According to Knight Frank partner Faisal Durrani, “branded residences represent a significant area of opportunity for developers across the Kingdom, particularly given the high budgets among domestic branded residential purchasers. 69 percent of Saudis are interested in owning a branded residence … Furthermore, 55 percent of GCC HNWI are keen to secure branded residences in the Kingdom.”
“Clearly, the international wealthy feel the same, however a limited range of branded residences, lack of local financing options and no scope as yet for partial, or timeshare ownership remain key barriers,” he added.
The survey found that for potential buyers of branded residences in the holy cities, key factors that would increase their likelihood of purchasing include a desire for a wider selection of property types, and the availability of local financing options and fractional ownership options.
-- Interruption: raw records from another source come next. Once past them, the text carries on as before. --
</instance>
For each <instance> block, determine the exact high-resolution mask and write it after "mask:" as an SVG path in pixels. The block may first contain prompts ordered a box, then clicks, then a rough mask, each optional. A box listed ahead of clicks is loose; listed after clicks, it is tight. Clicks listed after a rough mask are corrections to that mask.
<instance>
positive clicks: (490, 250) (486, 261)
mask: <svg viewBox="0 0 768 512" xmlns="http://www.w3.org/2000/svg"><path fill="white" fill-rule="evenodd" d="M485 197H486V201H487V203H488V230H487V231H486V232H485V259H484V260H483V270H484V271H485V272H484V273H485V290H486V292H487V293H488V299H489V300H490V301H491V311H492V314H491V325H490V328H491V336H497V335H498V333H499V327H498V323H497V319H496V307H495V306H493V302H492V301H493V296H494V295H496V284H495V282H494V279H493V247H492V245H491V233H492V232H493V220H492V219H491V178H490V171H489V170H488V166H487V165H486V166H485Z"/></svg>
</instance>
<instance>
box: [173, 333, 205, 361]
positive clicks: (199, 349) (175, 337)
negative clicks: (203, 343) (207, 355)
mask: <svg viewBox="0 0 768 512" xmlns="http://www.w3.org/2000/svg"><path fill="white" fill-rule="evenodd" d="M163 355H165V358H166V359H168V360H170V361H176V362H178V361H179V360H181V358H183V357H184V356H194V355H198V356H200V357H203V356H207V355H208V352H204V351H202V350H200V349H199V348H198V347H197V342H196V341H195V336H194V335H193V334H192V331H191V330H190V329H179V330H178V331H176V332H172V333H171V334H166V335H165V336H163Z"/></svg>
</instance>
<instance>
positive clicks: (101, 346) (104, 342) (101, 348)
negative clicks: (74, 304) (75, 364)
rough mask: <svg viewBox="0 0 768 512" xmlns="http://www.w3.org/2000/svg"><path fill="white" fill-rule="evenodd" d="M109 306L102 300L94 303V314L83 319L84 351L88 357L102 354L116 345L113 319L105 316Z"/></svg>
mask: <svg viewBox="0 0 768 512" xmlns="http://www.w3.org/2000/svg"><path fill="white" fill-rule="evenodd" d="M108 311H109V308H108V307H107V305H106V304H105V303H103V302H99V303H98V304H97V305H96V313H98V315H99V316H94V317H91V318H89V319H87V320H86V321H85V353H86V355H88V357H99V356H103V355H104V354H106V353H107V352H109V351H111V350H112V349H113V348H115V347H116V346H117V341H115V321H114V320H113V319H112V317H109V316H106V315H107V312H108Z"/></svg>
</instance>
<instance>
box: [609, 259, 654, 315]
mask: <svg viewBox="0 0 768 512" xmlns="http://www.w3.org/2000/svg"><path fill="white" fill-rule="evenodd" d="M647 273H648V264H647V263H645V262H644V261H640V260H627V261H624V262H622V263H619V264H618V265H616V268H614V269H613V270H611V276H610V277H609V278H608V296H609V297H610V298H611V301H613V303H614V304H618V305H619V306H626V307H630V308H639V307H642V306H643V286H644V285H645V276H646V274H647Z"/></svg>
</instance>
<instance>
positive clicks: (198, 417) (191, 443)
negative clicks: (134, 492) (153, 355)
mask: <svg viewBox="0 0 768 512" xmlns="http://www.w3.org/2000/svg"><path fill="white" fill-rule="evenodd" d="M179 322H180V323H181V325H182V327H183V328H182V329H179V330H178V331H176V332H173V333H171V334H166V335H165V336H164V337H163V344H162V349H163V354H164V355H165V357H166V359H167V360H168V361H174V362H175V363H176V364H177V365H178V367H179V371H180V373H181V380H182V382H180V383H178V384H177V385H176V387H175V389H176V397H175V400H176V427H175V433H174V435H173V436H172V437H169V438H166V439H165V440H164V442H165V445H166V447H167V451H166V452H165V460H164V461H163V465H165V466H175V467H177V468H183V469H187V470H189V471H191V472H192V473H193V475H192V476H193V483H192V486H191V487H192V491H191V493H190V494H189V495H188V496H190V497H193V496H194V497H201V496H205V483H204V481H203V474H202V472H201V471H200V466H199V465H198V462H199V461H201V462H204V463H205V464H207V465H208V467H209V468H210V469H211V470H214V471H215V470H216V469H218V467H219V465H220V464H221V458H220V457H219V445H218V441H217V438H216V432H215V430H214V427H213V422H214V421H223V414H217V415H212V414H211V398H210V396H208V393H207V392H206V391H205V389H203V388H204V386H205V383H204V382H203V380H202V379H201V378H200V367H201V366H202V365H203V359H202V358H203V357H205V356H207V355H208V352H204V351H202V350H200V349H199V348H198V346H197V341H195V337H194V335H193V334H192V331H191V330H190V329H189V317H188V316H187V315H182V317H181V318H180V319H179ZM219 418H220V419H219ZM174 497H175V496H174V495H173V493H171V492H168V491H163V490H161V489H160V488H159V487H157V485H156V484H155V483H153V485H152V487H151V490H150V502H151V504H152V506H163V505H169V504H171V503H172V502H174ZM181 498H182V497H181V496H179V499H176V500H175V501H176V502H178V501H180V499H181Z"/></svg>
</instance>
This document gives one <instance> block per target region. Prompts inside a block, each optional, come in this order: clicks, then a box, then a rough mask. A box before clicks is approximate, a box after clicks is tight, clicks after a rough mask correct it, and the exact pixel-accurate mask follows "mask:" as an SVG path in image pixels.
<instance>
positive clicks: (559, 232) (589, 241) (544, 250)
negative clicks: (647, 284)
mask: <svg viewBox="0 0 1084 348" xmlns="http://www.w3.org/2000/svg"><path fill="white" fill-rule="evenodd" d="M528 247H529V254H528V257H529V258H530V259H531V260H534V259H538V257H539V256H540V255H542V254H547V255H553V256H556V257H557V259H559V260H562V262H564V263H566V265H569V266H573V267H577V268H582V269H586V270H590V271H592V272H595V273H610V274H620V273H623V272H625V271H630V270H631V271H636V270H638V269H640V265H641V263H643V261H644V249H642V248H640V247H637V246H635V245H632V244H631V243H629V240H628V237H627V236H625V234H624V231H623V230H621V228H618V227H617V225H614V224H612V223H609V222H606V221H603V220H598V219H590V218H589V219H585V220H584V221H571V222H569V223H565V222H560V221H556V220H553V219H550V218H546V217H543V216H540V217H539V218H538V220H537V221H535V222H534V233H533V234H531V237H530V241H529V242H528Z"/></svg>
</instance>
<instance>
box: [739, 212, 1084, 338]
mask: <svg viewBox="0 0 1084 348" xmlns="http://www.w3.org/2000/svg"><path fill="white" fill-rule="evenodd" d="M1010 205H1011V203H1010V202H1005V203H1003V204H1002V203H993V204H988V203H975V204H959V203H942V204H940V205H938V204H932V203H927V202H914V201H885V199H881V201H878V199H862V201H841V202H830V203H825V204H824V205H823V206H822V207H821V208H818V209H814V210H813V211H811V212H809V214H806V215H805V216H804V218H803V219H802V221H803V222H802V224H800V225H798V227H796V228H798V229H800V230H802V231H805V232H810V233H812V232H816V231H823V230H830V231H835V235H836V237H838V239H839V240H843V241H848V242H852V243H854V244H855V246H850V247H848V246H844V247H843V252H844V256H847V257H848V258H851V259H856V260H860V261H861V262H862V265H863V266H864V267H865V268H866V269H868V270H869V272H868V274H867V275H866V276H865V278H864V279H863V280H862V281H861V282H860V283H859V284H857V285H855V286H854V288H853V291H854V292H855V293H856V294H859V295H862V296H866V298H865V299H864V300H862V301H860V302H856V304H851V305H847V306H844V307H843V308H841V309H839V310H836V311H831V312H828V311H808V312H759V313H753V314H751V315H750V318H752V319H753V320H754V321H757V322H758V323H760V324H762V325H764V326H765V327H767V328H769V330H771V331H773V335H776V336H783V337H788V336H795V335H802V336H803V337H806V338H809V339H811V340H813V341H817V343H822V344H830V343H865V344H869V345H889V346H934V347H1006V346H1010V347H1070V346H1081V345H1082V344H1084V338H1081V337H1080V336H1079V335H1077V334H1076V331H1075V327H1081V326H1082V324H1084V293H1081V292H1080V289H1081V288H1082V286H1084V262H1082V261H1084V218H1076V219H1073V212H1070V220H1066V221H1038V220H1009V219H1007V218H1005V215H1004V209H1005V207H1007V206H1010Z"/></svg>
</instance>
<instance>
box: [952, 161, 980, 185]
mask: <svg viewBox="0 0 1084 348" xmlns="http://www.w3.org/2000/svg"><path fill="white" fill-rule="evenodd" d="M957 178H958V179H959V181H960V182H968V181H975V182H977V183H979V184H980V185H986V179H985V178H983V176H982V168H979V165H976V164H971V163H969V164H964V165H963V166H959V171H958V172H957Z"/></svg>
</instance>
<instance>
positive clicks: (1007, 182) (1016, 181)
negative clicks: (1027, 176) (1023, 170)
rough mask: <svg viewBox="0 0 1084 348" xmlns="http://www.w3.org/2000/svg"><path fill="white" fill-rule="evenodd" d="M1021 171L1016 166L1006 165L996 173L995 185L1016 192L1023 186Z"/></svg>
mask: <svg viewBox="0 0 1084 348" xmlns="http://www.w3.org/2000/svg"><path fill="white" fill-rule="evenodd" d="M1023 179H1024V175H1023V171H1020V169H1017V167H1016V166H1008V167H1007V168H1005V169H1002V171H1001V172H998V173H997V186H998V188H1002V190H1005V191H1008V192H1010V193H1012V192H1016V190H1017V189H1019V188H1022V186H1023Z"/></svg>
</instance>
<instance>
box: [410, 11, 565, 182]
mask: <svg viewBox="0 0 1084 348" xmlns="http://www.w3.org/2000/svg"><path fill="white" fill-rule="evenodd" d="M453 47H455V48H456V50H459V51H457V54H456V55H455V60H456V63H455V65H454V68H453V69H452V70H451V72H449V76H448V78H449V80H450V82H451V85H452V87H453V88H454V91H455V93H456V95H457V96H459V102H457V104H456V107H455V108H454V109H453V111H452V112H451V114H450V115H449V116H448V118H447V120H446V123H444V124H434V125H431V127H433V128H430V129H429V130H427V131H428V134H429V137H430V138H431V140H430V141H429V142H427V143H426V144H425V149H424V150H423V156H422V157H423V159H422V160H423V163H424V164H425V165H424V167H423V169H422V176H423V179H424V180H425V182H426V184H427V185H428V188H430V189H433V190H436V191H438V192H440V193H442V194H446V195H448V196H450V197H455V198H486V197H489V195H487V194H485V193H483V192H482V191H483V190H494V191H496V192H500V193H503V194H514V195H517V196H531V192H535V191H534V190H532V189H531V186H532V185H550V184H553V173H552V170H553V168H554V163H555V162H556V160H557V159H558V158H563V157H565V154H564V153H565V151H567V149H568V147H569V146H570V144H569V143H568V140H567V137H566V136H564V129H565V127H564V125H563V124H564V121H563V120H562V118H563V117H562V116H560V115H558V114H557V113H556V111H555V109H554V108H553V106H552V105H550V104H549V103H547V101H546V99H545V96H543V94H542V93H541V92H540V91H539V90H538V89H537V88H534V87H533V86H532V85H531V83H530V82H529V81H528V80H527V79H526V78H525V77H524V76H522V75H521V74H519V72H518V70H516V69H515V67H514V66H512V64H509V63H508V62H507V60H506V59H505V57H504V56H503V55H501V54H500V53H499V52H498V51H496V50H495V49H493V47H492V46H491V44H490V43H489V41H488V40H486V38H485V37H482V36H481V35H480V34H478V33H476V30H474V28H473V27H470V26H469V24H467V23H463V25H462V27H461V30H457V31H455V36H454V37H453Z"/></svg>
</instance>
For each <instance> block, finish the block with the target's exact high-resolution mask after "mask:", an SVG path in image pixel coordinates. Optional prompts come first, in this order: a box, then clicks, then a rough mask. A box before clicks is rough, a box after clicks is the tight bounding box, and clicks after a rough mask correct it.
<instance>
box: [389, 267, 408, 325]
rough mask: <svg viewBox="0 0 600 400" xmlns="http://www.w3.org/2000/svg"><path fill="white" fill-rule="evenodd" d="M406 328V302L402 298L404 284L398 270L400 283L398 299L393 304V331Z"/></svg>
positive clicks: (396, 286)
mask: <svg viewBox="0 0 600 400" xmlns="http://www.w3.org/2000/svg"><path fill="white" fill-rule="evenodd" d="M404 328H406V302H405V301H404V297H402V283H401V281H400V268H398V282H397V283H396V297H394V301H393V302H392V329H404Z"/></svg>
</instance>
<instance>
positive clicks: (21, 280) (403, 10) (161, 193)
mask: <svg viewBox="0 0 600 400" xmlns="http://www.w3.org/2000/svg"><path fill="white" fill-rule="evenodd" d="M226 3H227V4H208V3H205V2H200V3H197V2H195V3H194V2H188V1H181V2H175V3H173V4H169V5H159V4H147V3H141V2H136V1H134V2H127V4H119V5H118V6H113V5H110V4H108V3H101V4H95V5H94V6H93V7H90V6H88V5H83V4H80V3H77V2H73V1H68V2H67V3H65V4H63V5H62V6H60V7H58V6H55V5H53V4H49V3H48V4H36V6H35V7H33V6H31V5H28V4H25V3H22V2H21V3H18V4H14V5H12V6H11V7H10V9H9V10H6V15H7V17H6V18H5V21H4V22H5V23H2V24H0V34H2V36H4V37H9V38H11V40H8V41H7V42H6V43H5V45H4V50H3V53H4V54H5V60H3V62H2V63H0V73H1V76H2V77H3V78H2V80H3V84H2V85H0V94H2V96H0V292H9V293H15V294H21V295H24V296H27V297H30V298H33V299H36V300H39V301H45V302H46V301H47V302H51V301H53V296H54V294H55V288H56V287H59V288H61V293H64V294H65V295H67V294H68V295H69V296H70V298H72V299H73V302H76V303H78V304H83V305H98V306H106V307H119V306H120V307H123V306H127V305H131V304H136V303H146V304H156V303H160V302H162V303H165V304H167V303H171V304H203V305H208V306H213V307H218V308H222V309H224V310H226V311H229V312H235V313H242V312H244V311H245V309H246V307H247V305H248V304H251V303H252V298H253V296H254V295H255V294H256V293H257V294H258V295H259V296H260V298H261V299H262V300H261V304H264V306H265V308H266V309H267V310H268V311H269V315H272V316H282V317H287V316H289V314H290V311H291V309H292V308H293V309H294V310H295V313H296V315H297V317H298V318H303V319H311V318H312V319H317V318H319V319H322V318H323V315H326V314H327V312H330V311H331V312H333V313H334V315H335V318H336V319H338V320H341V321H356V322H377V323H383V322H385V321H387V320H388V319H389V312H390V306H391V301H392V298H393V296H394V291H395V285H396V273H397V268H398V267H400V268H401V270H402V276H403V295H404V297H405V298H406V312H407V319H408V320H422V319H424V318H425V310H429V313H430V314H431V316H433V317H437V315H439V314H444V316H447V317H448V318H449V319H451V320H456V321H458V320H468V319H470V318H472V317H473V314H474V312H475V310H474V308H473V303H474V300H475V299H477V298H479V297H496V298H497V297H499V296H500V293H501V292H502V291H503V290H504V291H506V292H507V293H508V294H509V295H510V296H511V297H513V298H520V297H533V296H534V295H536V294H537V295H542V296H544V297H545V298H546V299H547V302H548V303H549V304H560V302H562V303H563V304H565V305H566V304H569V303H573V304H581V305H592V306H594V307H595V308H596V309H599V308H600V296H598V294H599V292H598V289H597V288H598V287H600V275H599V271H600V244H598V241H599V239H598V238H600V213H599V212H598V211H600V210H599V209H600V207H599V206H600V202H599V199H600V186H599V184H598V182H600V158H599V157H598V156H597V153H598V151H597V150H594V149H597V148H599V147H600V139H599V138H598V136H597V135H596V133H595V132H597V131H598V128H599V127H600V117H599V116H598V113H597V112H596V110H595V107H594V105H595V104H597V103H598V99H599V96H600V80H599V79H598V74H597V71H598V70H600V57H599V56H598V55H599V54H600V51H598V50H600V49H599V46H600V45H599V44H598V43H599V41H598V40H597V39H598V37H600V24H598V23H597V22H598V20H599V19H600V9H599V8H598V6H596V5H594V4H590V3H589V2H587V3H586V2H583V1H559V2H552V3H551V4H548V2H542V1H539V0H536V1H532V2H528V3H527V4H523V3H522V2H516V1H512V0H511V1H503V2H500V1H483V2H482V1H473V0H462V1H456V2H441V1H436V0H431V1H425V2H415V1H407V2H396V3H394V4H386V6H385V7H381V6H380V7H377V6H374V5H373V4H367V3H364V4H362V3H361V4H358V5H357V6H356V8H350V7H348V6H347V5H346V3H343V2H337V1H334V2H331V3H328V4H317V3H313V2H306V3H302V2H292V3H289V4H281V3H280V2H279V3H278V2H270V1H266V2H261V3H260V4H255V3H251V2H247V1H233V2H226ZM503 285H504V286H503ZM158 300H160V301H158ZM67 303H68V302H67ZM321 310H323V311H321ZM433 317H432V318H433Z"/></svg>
The desire to purchase a branded residence is primarily influenced by the expected high yield and investment potential, along with considerations for building maintenance, management, and the quality of service provision and amenities, as showed by the survey results.
Mohamad Itani, a Knight Frank partner and head of residential project sales & marketing, Saudi Arabia, said: “The management of branded residential purchases for the international HNWI should be a central consideration for developers. Remote purchasers will want to have peace of mind that their investments are well looked after and secure in a well-regulated environment.”
According to Knight Frank, branded residences are a rapidly growing sector in the Middle East’s real estate market, mirroring global trends among wealthy buyers seeking exclusivity.
Saudi Arabia is becoming a key market, with significant investment in branded offerings. According to the report, the region’s share of this market stands at 10 percent, indicating its increasing significance.
Knight Frank forecast a 120 percent increase in these properties by 2030, demonstrating confidence in the region’s real estate growth.
These properties offer unique allure, quality services, and premium amenities, attracting investors and ensuring asset appreciation. Owners enjoy exclusive benefits and a community of like-minded individuals.